There was once a malnourished pregnant tiger near death, determined to feed herself and her unborn cub. She came upon a herd of goats, picked a target, and attacked. The rush of the hunt brought about the birth of her cub as well as her death.
The abandoned cub then started to watch the goats and learn their ways. He ate grass, learned to bleat and milled about. For all practical purposes, he was a goat.
One year later, a full grown male tiger was prowling throughout his territory looking for something to eat. He happened upon a herd of goats and decided to make his attack.
As he crept up toward striking distance, he noticed something that confused him greatly: there was a another tiger milling around among the goats, eating grass.

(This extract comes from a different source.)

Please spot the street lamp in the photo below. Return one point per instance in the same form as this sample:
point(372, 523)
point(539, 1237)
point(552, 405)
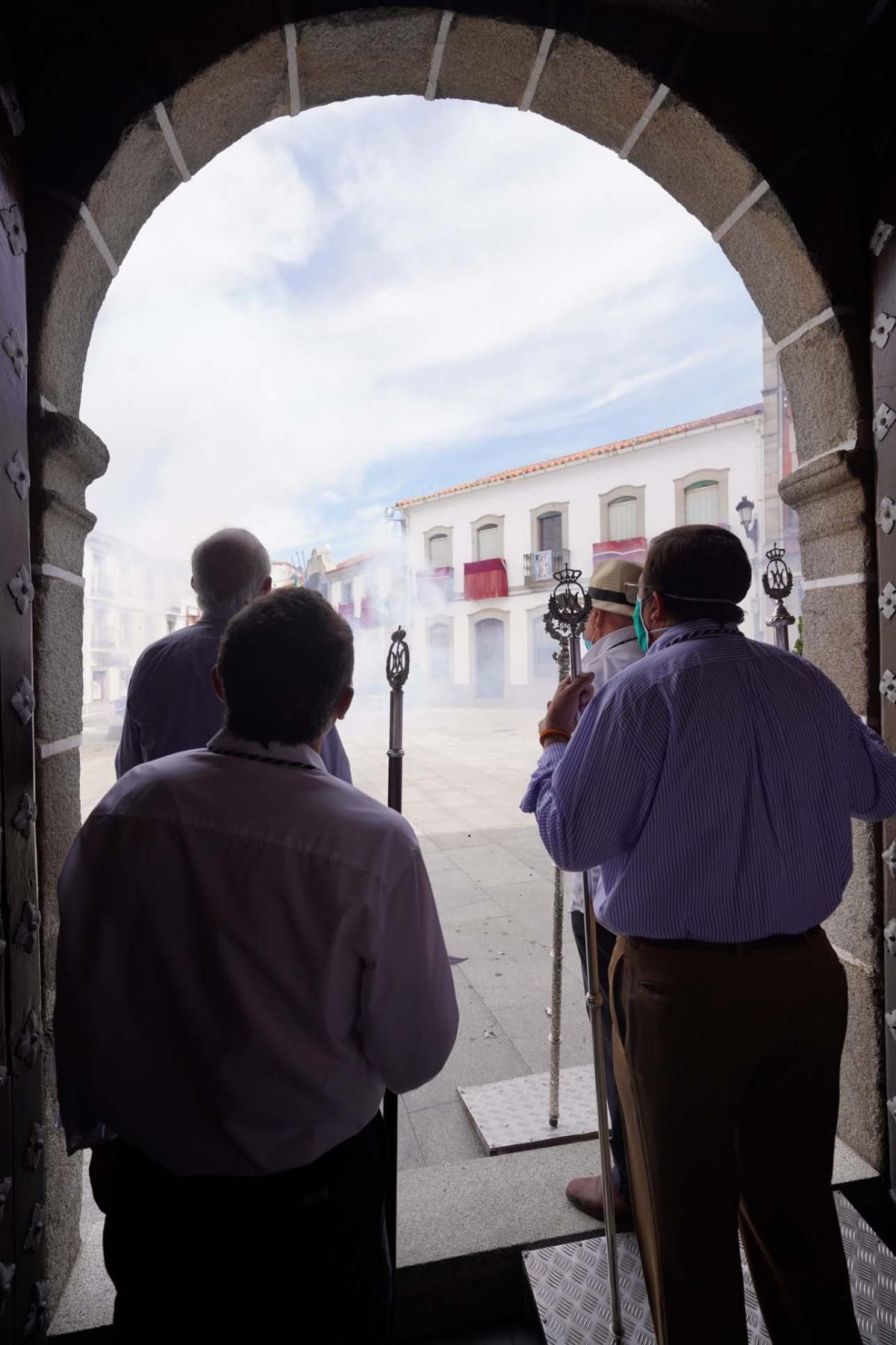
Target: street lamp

The second tiger looked sickly and weak, so the first scattered the rest of the goats and confronted the second tiger, demanding to know what in the world he thought he was doing.

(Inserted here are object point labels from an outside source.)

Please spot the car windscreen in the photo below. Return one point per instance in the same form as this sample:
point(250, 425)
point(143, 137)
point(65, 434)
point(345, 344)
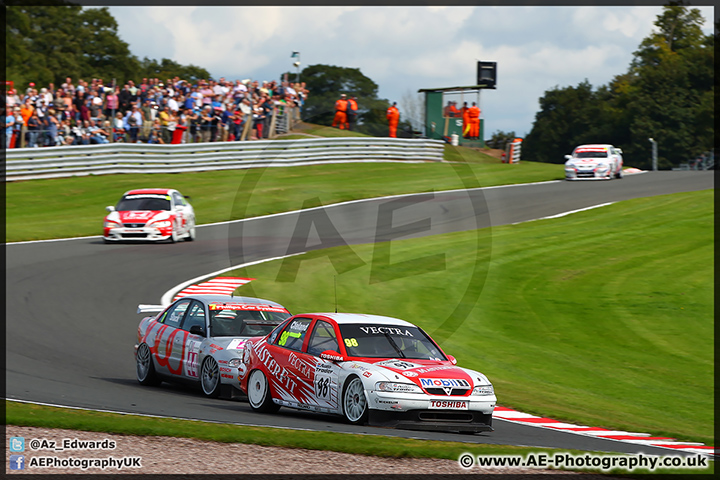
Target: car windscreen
point(388, 341)
point(591, 154)
point(244, 323)
point(143, 202)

““Baaaaah,” came the response.
“You’re a tiger,” the first said to the second. “What are you doing milling around with a bunch of goats?”
Once more, the second tiger replied, “Baaaaah.”

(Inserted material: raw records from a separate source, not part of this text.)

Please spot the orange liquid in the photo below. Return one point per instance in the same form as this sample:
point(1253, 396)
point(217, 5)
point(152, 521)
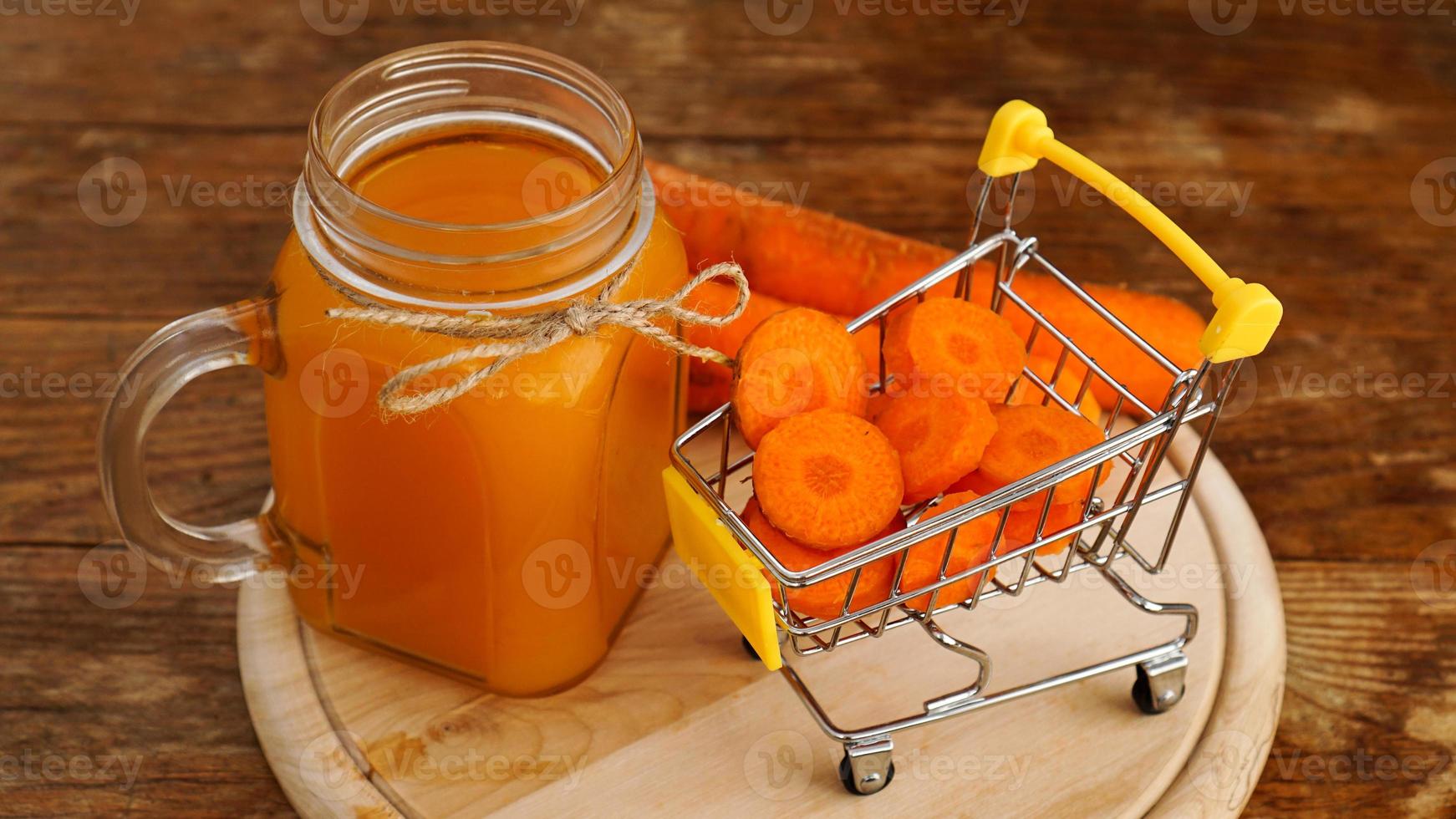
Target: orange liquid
point(500, 537)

Noting the younger tiger’s condition, the larger tiger commented, “Friend, you look awful. I have some antelope back in the cave. Lets go there and get some meat on your bones.”
“But I am a vegetarian. I eat grass.”
“No! You are a carnivore. A tiger. You are top of the food chain!”
The first tiger then thought of a different approach. “Come with me to the watering hole.’
The watering hole was still as a mirror.
“Look at my reflection: the whiskers, the ears, the stripes, the piercing eyes. That is the face of a tiger. Look at your face – it is just like mine.”
But having spent all his conscious life as a goat, he could not believe him.
The first tiger became fed up with the second, and dragged him back to his cave, determined to teach the confused one how to be a tiger. Once back, the first tiger let out a giant, spine trembling tiger roar, and asked the second to do the same. The second tiger took in a huge breath, and let out a tiny squeak that could not have outdone a common housecat.
In the cave, the first tiger had some leftover antelope, and took a big chunk off with his giant paw and jammed it into the second tiger’s mouth. The second tiger tried to swallow, but, (and this is the way the original Sanskrit text reads) ‘the second tiger first choked at first, as do we all on the truth’. But he kept chewing and working, and finally managed swallow the antelope. At this point, his body understood. This is the protein he has been missing. He came to understand. He then stood up, squared his shoulders, and let out his first real tiger roar.
I share this story with our counselors each year for two reasons. After the story, I tell them the following:
First reason is the fact that in this life, we are all born tigers. We are unique and powerful. We have our own singular confluence of passions, talents, goals and instincts. Yet, most of us end up living our lives like goat, milling aimlessly or following yet another goat through unfulfilled and unfocused lives. Madison Avenue loves goats – much easier to sell fashion, brands and cars to. Tigers are entirely different. They know their own power and their gifts and goals.
The second reason I share this is because it often takes another tiger to help you find your “tigerness”. This summer you (speaking to the counselors) will be surrounded by some of the cutest tiger cubs you have ever seen, but they might not know yet. But you cannot just tell them. Instead, you need to be a tiger everyday. You must see opportunity when others see problems. You need to embrace everyday as a gift to be treasured. If they see enough tigers, I believe they will know it is possible for them and they will soon find their own tigerness.